For media inquiries, please contact our Communications Coordinator.
Feedback, complaints and/or problems you want resolved
Whether you have a complaint, a suggestion, or a compliment, we would like to hear your feedback! As a first step, you may wish to speak with your care providers directly or take the matter up with the manager of the unit or the attending physician. Please click here to learn more about Patient Safety and Relations at Cornwall Hospital and how you can contact a manager directly to share your feedback. If you don’t feel satisfied after this, please feel free to complete the feedback form below.

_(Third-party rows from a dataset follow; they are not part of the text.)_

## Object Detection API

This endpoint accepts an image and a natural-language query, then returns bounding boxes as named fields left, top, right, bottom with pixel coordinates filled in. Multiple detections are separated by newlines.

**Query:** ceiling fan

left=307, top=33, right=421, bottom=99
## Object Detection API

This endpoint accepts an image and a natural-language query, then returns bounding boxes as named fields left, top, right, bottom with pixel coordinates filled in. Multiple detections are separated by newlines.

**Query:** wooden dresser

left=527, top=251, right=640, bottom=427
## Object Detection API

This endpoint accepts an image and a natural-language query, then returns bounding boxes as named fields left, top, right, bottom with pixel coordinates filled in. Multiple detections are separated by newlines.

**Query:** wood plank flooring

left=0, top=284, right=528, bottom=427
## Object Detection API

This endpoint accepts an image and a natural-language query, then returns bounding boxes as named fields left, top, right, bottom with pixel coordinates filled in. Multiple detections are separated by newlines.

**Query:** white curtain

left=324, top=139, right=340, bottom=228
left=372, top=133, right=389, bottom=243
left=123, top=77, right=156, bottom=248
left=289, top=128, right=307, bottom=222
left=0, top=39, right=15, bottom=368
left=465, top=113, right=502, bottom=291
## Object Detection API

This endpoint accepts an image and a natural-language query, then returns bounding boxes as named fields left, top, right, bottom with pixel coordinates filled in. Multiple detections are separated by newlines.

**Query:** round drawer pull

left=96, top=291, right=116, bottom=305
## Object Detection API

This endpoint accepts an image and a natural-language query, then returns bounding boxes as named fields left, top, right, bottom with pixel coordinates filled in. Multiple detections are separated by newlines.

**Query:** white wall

WHAT COMES FROM OUR DISCUSSIONS WITH YOU
Hearing from patients and families is the best way to improve the services we provide and your matter will receive our most courteous and respectful attention at the earliest possible time. The issues you bring to our attention don’t get “filed away” – we work with physicians and senior members of management in order to improve your experience at CCH. We’ll work towards change wherever possible and reasonable and our goal is to improve safety and quality of care. All feedback form submissions are responded to within 3 to 5 business days from being received.
Please note that it is important that we hear from you through official channels, which includes the feedback form below, to ensure your feedback can be appropriately investigated and follow-up can be conducted.
Notice with Respect to the Collection of Personal Information (Freedom of Information and Protection of Privacy Act)
The personal information requested on this form is collected in accordance with the Public Hospitals Act, Section 7. The information provided will not be used for any purposes other than those stated upon this form unless you provide your consent. Should you have any questions concerning your personal information please contact the Freedom of Information Coordinator at 613 938-4240 extension 2262.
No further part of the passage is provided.